13. Ook volgt uit de andere individuele omstandigheden niet dat eisers bij terugkeer in een toestand van zeer verregaande materiële deprivatie terecht zullen komen. Eisers hebben verklaard dat zij, nadat de opvang was beëindigd, hun woning die werd betaald door sociaal werkers na drie maanden moesten verlaten omdat zij vanaf dat moment de huur zelf moesten betalen en dat niet konden. Deze omstandigheid brengt nog niet zonder meer mee dat van een met artikel 3 van het EVRM strijdige situatie sprake is, gelet op hetgeen hiervoor onder rechtsoverweging 9 is overwogen. Zoals verweerder ter zitting terecht nader heeft toegelicht hebben eisers onvoldoende geprobeerd een einde aan die situatie te maken door zich tot de autoriteiten te wenden. Zij hebben immers Roemenië in april 2022 verlaten, kort nadat zij in maart 2022 hun woning moesten verlaten.
Discriminatie
14. Dat eisers hebben aangevoerd dat zij in Roemenië discriminatie ondervinden vanwege hun Afrikaanse afkomst en daarom problemen ondervinden met werk, huisvesting en hun kinderen niet naar school kunnen hebben eisers niet onderbouwd.

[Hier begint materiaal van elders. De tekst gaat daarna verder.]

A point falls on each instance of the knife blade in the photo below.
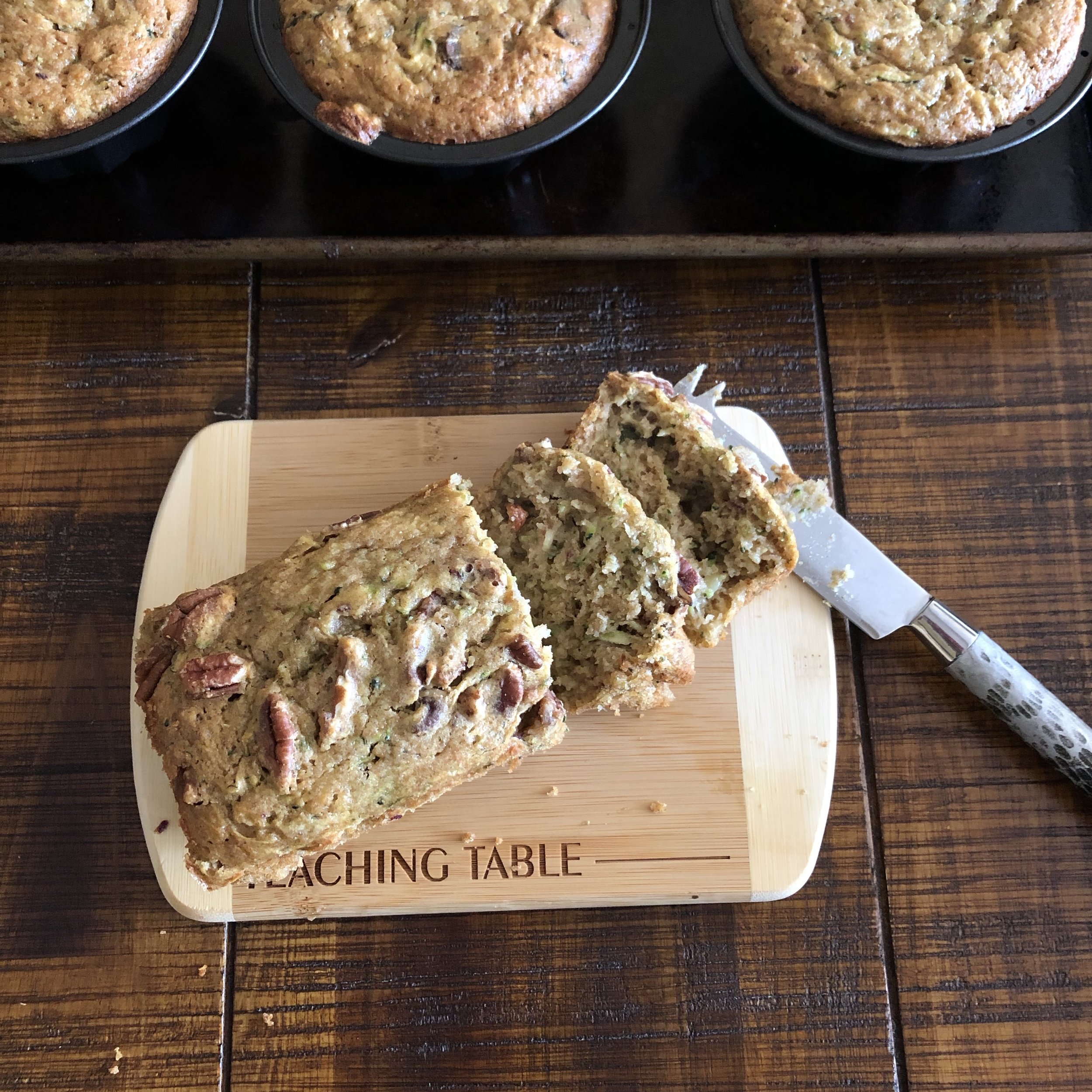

Verweerder heeft naar het AIDA-rapport mogen verwijzen waaruit blijkt dat kinderen naar school kunnen na het volgen van een integratietraject. Bij voorkomende problemen ligt het op de weg van eisers om zich hierover te beklagen bij de (hogere) Roemeense autoriteiten. Niet gebleken is dat eisers dit hebben gedaan.
Conclusie
15. Uit het voorgaande volgt dat van eisers mag worden verwacht dat zij de rechten die voortvloeien uit hun verblijfsstatus in Roemenië zelf effectueren. Daarin mag van hen een actieve houding worden verwacht, waarbij inspanning wordt geleverd en de ter beschikking staande mogelijkheden worden benut. De rechtbank volgt verweerder in het standpunt, dat eisers niet voldoende aannemelijk hebben gemaakt dat de autoriteiten van Roemenië niet kunnen of willen helpen en dat uit hun verklaringen niet blijkt dat zij de nationale mogelijkheden allemaal zonder succes hebben gebruikt. Verweerder heeft zich daarom terecht op het standpunt gesteld dat eisers niet aannemelijk hebben gemaakt dat zij bij terugkeer naar Roemenië in een situatie terecht zullen komen die zo ernstig is dat hun toestand kan worden gelijkgesteld met een onmenselijke of vernederende behandeling.
16. Verweerder heeft eisers aanvragen daarmee terecht niet-ontvankelijk verklaard op grond van artikel 30a, eerste lid, aanhef en onder a, van de Vw. Dit maakt dat verweerder eisers hebben kunnen opdragen zich onmiddellijk naar het grondgebied van Roemenië te begeven.
17. De beroepen zijn ongegrond.
19. Voor een proceskostenveroordeling bestaat geen aanleiding.

Beslissing

De rechtbank verklaart de beroepen ongegrond.
Deze uitspraak is gedaan door mr. B. Fijnheer, rechter, in aanwezigheid van mr. M.M. van Luijk - Salomons, griffier.
De uitspraak is uitgesproken in het openbaar en bekendgemaakt op:
13 juli 2022

Documentcode: [documentcode]

Rechtsmiddel

Tegen deze uitspraak kan hoger beroep worden ingesteld bij de Afdeling bestuursrechtspraak van de Raad van State binnen één week na de dag van bekendmaking.